Liz Warren-Corney writes
As you’d expect, Jim and I have spent a lot of time on ferries and hanging around ferry terminals over the last few days and we’ve noticed a trend.
Alongside the tourists and hipsters and walkers that you’d expect there’s another group of customers. Dustbin Lorries. Quarry trucks. Sheep carriers and hay wagons. It’s easy to be lulled into thinking that CalMac only caters for the holiday makers wanting to gaze on beautiful scenery but that simply isn’t true. Together the Inner and Outer Hebrides are a home and a place of work for approximately 44,000 people. Crofting, fishing, weaving, renewable energy, small enterprises, and, of course, whiskey distillation and tourism are vital to the economy of the Islands, and they are absolutely dependent on the ferry services. Highlands and Islands Enterprise has defined the Western Isles (the Outer Hebrides) as an economically “Fragile Area”. Without the ferry services taking vital goods and services to the islands and export goods to the mainland the island economies would collapse
Today I watched an elderly lady and her companion talking to a member of CalMac staff in Craignure. She needed to travel to the mainland for a hospital appointment. The member of staff could not have been kinder or more helpful as he booked her ticket and gave her advice. There is a hospital on Mull – or rather there is an A&E unit with only TWO beds! For any routine medical procedures – or for surgery – Mull residents must take a ferry to the mainland – and this is true for most of the Hebridean Islanders. Imagine having to line the pockets of a private company for a routine scan or because you or someone you loved had cancer….. That’s what privatisation of CalMac means.

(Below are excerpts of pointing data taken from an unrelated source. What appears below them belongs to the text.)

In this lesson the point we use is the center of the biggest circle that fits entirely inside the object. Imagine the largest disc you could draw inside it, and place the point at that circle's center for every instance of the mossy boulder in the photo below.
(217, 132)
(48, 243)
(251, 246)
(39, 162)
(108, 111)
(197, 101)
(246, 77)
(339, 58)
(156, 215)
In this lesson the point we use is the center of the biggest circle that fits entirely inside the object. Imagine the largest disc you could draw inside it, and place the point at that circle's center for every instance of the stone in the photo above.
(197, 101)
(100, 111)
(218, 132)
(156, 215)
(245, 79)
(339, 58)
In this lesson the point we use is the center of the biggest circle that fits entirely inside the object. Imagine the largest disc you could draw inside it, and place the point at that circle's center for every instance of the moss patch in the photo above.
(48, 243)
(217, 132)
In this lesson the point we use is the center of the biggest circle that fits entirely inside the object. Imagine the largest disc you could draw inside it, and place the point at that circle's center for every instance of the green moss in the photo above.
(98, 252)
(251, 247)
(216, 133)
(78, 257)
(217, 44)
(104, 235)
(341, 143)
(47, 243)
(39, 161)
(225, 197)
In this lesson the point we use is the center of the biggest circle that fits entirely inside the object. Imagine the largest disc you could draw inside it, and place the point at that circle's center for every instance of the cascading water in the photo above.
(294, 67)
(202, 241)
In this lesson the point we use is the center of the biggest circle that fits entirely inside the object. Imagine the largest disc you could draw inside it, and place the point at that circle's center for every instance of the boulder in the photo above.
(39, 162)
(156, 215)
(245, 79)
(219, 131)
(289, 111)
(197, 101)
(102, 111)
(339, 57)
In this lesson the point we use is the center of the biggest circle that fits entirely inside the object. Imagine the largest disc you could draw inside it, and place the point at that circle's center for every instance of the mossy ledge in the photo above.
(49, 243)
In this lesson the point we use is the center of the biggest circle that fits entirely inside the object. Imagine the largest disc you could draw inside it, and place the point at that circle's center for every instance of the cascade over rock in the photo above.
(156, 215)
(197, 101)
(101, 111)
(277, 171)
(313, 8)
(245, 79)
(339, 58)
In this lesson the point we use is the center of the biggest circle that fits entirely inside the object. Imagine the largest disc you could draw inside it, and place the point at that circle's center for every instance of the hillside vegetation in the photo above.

CalMac provides a “Lifeline Ferry Service”. There simply isn’t any reason to dispute this fact. The slightly bemused tourist enquiring why he couldn’t book on the ferry on a certain Tuesday next month only to be informed that on that date the “Gas Man-Truck” arrives to deliver to the locals of the Island, and because of the size of the vehicle space on the ferry is limited proves the point: this is a lifeline service and not merely tourism. Ask the question: A service for profit or for the public?